Com aportes de registro vocal, ora quase coloratura ora
em sotaque singspiel, a soprano Gabriela Geluda impressiona por seu ousado
presencial performático que marca sua particular relevância como atriz/cantora,
tão pouco comum nas habituais intérpretes líricas do repertorio tradicional. Criando um provocador contraste
estilístico com a postura mais dramática de Luciano Botelho, na sua bela
tessitura de tenor e entrega ao personagem
no modus operandi a la Grand Opéra, por assumido direcionamento cênico-musical
(Jocy de Oliveira).
Autônoma realização fílmica ou o prevalente registro
documentário de uma performance operística? Questionaram alguns críticos
radicalmente ligados ao conceitual cinematográfico e pouco afeitos ao atual
métier operístico. E sem estarem atentos
a este novo olhar do filme-ópera, armado na busca investigativa não de meras
transposições palco/tela, mas de instigantes formatos estéticos com o uso dos
apuros tecno e multimídias.
Sem falar no ideário de liberdade do experimento e da invenção artística, tão necessários em tempos tão obtusos como o de nossa atual
realidade político-cultural, e que fazem de Liquid Voices um libelo e uma ópera
manifesto contra todas as formas de intolerância.

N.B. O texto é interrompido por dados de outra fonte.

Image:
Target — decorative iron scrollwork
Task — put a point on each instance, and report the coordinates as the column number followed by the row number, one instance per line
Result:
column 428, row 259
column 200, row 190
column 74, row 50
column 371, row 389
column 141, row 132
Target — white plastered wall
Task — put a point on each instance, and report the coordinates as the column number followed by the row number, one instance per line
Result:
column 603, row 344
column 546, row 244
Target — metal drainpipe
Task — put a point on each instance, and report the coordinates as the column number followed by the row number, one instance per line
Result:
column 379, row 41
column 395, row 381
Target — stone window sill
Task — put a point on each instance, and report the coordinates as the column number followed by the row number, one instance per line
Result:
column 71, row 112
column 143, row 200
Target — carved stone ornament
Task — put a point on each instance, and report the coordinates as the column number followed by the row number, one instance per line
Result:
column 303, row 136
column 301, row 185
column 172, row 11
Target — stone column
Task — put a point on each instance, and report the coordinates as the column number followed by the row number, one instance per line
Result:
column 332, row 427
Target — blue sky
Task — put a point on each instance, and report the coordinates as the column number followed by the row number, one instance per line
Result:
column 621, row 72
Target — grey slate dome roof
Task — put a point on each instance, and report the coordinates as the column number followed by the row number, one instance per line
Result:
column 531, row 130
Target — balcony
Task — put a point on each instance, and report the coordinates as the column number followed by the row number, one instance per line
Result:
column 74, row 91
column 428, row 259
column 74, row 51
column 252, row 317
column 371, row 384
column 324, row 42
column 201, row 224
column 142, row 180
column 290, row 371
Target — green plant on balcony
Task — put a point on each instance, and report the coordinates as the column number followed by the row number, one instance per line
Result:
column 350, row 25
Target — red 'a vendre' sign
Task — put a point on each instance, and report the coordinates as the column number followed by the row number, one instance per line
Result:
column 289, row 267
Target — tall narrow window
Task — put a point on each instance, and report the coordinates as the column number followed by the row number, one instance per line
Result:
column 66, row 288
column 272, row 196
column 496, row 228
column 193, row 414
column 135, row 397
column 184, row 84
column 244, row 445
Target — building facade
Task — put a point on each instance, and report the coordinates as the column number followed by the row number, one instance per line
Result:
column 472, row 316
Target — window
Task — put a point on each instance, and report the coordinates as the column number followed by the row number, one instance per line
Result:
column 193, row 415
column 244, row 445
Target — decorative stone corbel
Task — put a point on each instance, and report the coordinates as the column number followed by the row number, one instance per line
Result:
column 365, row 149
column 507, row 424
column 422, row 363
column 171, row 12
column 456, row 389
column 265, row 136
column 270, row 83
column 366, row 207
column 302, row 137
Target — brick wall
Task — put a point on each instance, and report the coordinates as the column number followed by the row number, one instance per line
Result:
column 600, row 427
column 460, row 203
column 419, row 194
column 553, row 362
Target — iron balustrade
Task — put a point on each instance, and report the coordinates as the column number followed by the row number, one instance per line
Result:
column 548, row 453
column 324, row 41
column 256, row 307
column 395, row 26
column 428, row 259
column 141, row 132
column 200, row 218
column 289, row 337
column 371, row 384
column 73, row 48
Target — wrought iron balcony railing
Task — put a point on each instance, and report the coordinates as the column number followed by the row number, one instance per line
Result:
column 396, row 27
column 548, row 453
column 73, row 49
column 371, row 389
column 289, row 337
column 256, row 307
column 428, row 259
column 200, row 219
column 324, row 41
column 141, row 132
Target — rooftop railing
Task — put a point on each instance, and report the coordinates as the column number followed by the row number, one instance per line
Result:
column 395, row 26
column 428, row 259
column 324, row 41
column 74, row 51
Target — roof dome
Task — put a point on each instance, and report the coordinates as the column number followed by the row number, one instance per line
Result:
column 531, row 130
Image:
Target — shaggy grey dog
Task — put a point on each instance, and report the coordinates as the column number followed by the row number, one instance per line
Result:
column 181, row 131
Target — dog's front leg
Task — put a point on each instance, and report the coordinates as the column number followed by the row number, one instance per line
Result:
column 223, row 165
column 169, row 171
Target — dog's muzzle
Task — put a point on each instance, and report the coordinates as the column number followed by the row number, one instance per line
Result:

A partir da tragédia das
diásporas com reflexo especular nas diferenças de raça e de opções sexuais, religiosas e
ideológicas, incluídos aqui quaisquer tipos de retrocesso e de obscurantismo. Convergindo sem preconceitos, tal como na esclarecedora palavra poética de T. S. Eliot :
“O tempo presente e o tempo passado estão, talvez, presentes no futuro e o futuro contido no passado”.
“O tempo presente e o tempo passado estão, talvez, presentes no futuro e o futuro contido no passado”.